When I travel to Europe, people often ask me about certain controversies in American society, because they are not able to see the controversy. Mostly I have to pass, because I am not able to understand the controversy myself, for example the controversy about evolution and creationism.

The Science article has a two-part explanation. The first part is that resistance to certain concepts (like gravity and non-locality) has its origin in childhood, or more precisely, when an incorrect common-sense assumption is not debunked in children, it will persist in adulthood.

When I grew up, the school system in southern Switzerland was an amalgam of the renaissance system, Cartesian dualism, Bourbaki’s methodology, and Derrida's deconstructivism. Intuition was always challenged and, like my buddies, I grew up as a very critical person.

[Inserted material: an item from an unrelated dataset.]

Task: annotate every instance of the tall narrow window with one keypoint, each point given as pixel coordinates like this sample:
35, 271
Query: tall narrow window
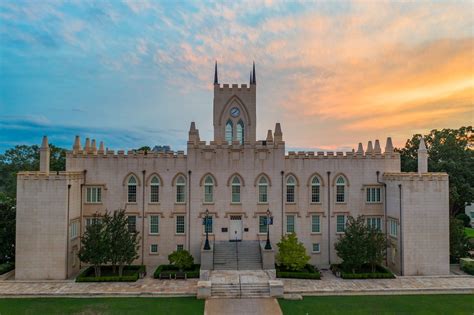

By comparison, the American school system is less structured, which — according to the Science article — leads to 42% of Americans not grasping evolution, and other beliefs that look weird from a Swiss perspective, like ESP and the more widespread reliance on astrology.

The second part of the explanation is that both children and adults are sensitive to the trustworthiness of the source of information. Here in America the role of trusted religious and political authorities is much more important. I wonder what the consequences are for American politician’s propensity of giving a spin on events, of foregoing debate in favor of sound bites.

I am interested in hearing the opinion on this Science Magazine article from people who went through the American educational system. I am also curious to hear how this looks from the perspective of other cultures. For example, ‘horizontal reading’ of the 'world-text' in the cosmology of Japanese esoteric Buddhism has deep similarities with deconstruction. How does this impact resistance to science in your culture?